Monday, September 24, 2007

New Playbook Aims to Help Reconstruction Teams in Iraq, Afghanistan

By David Mays
American Forces Press Service

Sept. 24, 2007 - Coalition teams working to rebuild communities in Iraq and Afghanistan have a new resource. The Provincial Reconstruction Team Playbook, a first-of-its-kind guide, has just been published by the
Army's Center for Lessons Learned, at Fort Leavenworth, Kan. Two of the center's top leaders spoke about the document during a conference call today with online journalists and "bloggers."

"Guys were going out, putting together PRTs and operating," said
Army Col. Steve Mains, the center's director. "But there wasn't a whole lot of instruction for them on how to do that."

"Our PRTs that exist out there are out there with virtually no supporting mechanism," said retired
Air Force Col. Mike McCoy, lead analyst on the project. "They have to rely on the people they are with."

To get a first-hand look at how team members were conducting missions with local citizens, CALL embedded 15 staffers with PRTs throughout Iraq and Afghanistan. Embedded personnel relayed what they observed to a team of analysts at Fort Leavenworth and staff at
U.S. military schools and headquarters.

"We're in the business of collecting what's really working in theater," Mains said. "The idea is that we would collect information from theater and get it very quickly back to the schools and back to the units."

The playbook offers information such as the concept, intent and principles of PRTs. It also delves into specific and unique challenges faced in Iraq and Afghanistan.

"We've got to get this playbook out in the field," McCoy said. "We've got enough content here that people need to start working on it and
training on it."

CALL has written guides in the past on such topics as sniper operations, base defense, and "how to stay alive in the first 100 days of combat."

"If we see a gap in doctrine, then we will step in and fill that gap with our handbooks," Mains said.

Much of the information published in the playbook had already been assembled by U.S. State Department and Agency for International Development staffers who work side by side with
military members on PRTs, the colonel explained. But an indexed guide compiling all that information in one place was nonexistent, he added.

"We were able to jumpstart it a little bit because of our ability here at Leavenworth," Mains said. "I think we'll see more folks in the interagency community wanting to get their name on these sorts of products in the future."

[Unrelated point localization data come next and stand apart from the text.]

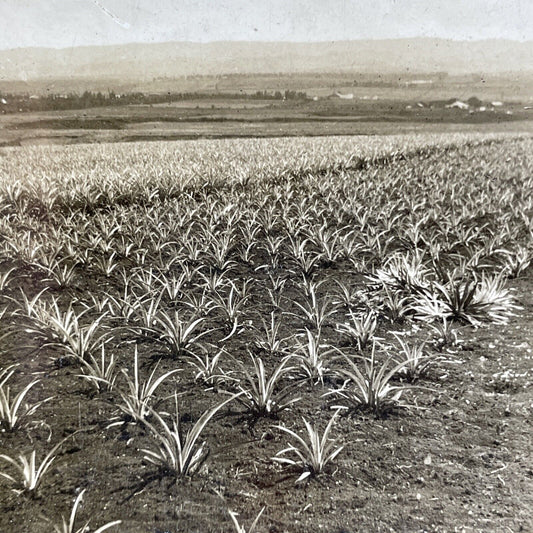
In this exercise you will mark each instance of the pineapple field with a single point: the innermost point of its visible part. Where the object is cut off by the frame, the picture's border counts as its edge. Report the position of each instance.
(268, 335)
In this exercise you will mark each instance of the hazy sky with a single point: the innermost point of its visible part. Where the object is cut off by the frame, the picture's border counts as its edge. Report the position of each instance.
(63, 23)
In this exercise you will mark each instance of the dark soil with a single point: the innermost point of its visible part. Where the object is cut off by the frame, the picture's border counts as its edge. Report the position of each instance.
(456, 457)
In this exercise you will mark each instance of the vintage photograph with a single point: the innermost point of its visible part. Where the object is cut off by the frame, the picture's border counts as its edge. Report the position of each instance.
(266, 266)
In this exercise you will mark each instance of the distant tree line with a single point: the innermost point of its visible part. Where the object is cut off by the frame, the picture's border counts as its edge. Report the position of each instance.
(13, 103)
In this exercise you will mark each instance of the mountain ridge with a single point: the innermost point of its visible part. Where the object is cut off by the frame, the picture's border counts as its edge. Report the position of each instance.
(144, 61)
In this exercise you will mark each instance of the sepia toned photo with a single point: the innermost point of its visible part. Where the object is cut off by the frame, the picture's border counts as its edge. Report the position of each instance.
(266, 266)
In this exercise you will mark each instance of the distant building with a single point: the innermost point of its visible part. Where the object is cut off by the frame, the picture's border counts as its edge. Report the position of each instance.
(348, 96)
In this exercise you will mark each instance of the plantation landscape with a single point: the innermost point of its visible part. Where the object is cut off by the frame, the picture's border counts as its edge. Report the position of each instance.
(284, 335)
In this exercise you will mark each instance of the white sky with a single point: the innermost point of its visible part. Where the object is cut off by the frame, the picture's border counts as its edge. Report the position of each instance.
(64, 23)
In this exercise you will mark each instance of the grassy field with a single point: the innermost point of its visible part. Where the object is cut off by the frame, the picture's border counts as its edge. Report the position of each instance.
(285, 335)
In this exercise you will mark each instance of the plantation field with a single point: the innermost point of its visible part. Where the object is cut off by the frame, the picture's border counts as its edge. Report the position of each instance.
(285, 335)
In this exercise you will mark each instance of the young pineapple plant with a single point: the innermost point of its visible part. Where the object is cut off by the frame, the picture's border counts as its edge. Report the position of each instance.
(313, 454)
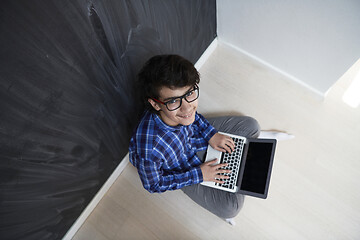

An immediate effect of the playback's publication is increased dialog among agency staffers who make up the reconstruction teams, the CALL leaders explained.

"At the grassroots level, the worker level, they have been very eager to provide their input," Mains said. "We're building this interagency cooperation from the ground up."

"You have to work together," McCoy said. "You have a common mission."

(David Mays works for the New Media branch of American Forces Information Service.)